Over a 24-hour period before Trump’s speech in Duluth, his campaign spent more than $10,000 on Facebook ads demonizing refugees. Those ads were ultimately taken down by Facebook for violating the company’s advertising policies.”
“Administration officials are facing an October 1 deadline to confer with members of Congress over what the refugee admissions cap should be for the next fiscal year, as required by law. Last year, however, the administration didn’t hold that meeting until October 5 and it wasn’t until November 1 that it announced the new cap, which was set at 18,000 — the lowest since the refugee program was created in 1980 and down from 110,000 when Trump took office.”
“Joe Biden, the party’s presidential nominee, has pledged to take in up to 125,000 refugees in the year after he takes office and increase admissions “commensurate with our responsibility, our values and the unprecedented global need.””
“Former President George W. Bush briefly cut the number of refugees admitted after the 9/11 attacks, but even then the limit was set at 70,000.
But the bipartisan consensus on maintaining a robust refugee resettlement program began to unravel after the Paris terror attacks in late 2015, said Yael Schacher, senior US advocate for Refugees International, when suicide bombers — reportedly sanctioned by the Islamic State — killed 130 civilians in explosions and mass shootings throughout the city.
There was speculation that one of the attackers was a refugee, one of 5.6 million Syrians who have been displaced since 2011 by the still-ongoing civil war. It was later confirmed that all of the perpetrators were citizens of the European Union. But the rumors were enough to spark a panic about Syrian refugees and start a movement at the state level to cut back US admissions of Syrian refugees and resettlement efforts more broadly.
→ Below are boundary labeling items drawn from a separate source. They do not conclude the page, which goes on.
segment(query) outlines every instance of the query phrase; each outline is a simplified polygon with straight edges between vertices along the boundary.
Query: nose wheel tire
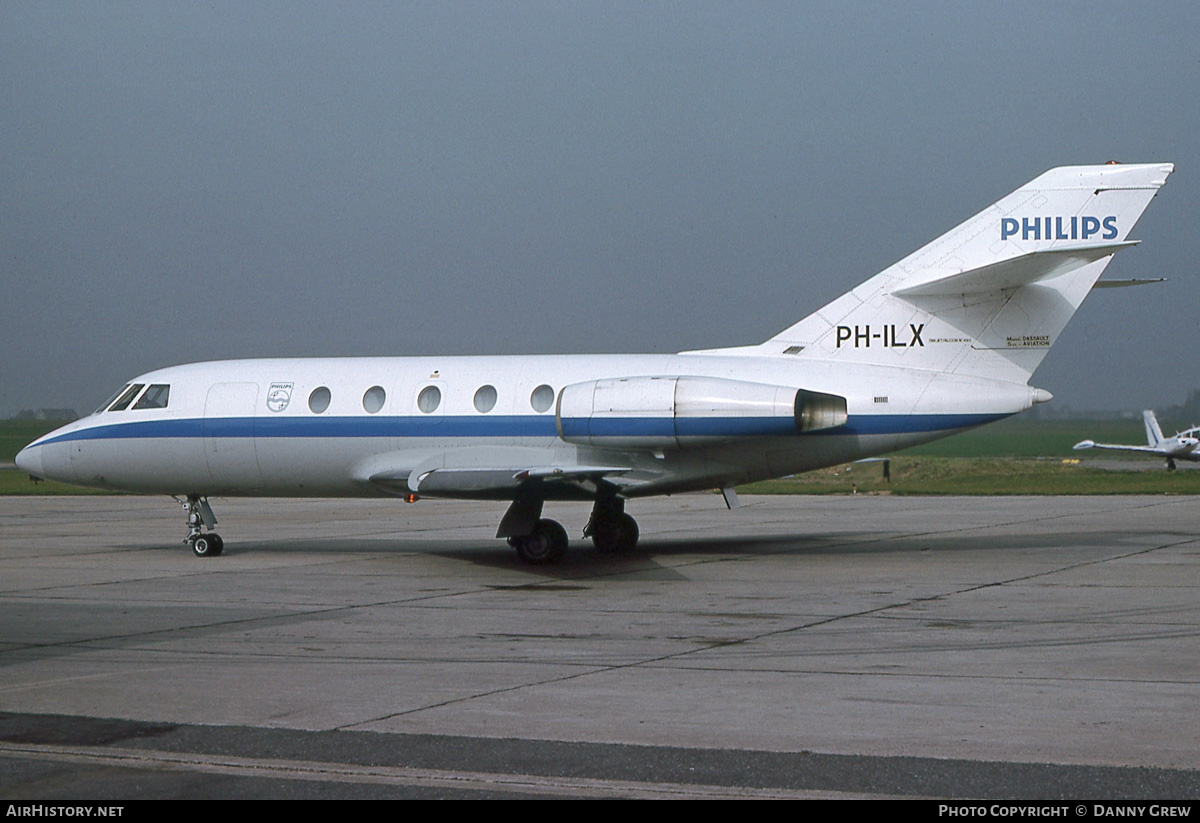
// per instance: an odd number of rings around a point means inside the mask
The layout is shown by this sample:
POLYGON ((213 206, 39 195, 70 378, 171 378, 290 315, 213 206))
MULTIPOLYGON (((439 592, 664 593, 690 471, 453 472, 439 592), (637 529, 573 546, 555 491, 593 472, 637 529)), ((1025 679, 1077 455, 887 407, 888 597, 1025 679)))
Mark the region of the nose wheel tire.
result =
POLYGON ((548 519, 538 521, 530 534, 509 537, 509 545, 517 549, 517 557, 535 565, 562 560, 569 542, 566 529, 557 521, 548 519))
POLYGON ((218 534, 200 534, 192 539, 192 553, 196 557, 217 557, 224 551, 224 541, 218 534))

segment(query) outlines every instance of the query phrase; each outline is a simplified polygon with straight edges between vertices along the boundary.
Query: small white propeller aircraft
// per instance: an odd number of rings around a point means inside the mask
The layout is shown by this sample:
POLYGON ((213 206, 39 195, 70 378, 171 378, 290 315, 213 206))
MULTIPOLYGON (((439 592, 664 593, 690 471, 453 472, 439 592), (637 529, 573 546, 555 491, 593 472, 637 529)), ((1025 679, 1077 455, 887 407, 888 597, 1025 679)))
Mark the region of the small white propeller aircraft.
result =
POLYGON ((758 346, 670 355, 236 360, 134 378, 17 456, 30 475, 170 494, 200 557, 211 495, 509 501, 498 537, 553 563, 547 500, 625 503, 883 455, 1006 417, 1174 170, 1051 169, 758 346))
POLYGON ((1126 446, 1114 443, 1097 443, 1096 440, 1081 440, 1075 444, 1075 449, 1112 449, 1114 451, 1140 451, 1147 455, 1158 455, 1166 459, 1166 468, 1175 470, 1175 461, 1183 459, 1190 463, 1200 462, 1200 426, 1177 432, 1171 437, 1163 437, 1163 429, 1158 426, 1158 417, 1150 409, 1141 413, 1146 422, 1146 445, 1126 446))

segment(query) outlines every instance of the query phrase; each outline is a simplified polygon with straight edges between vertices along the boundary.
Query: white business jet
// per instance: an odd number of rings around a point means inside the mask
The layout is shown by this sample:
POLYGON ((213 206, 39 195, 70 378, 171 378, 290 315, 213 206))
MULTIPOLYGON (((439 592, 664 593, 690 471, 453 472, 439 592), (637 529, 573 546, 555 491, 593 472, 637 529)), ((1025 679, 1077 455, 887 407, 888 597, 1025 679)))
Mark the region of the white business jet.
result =
POLYGON ((668 355, 234 360, 134 378, 26 446, 37 477, 170 494, 200 557, 208 498, 504 500, 497 537, 553 563, 546 500, 593 501, 604 552, 626 500, 883 455, 1050 400, 1027 385, 1174 167, 1051 169, 785 329, 668 355))
POLYGON ((1096 440, 1081 440, 1075 444, 1075 449, 1112 449, 1114 451, 1140 451, 1147 455, 1158 455, 1166 459, 1166 468, 1175 470, 1175 461, 1183 459, 1190 463, 1200 462, 1200 426, 1176 432, 1171 437, 1163 437, 1163 429, 1158 426, 1158 417, 1150 409, 1141 413, 1141 419, 1146 422, 1146 445, 1126 446, 1114 443, 1097 443, 1096 440))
Governors from 31 states, all Republican but for New Hampshire’s Maggie Hassan, said in 2015 that they no longer wanted their state to take in Syrian refugees. In 2016, Mike Pence, then the governor of Indiana, also tried to prevent refugee resettlement agencies in his state from getting reimbursed for the cost of providing social services to Syrian refugees.
But states didn’t have the legal authority to simply refuse refugees; that’s the prerogative of the federal government. Pence ultimately had to back down after a federal court ruled against his decision to withhold the reimbursements.
Trump, then campaigning for president, stirred up more fear, suggesting that Syrian refugees were raising an army to launch an attack on the US and promising that all of them would be “going back” if he won the election. He said that he would tell Syrian children to their faces that they could not come to the US, speculating that they could be a “Trojan horse.”
When Trump eventually took office, he delivered on his promise to slash refugee admissions from Syria, suspending refugee admissions altogether from January to October 2017. From October 2017 to October 2018, the US admitted only 62.”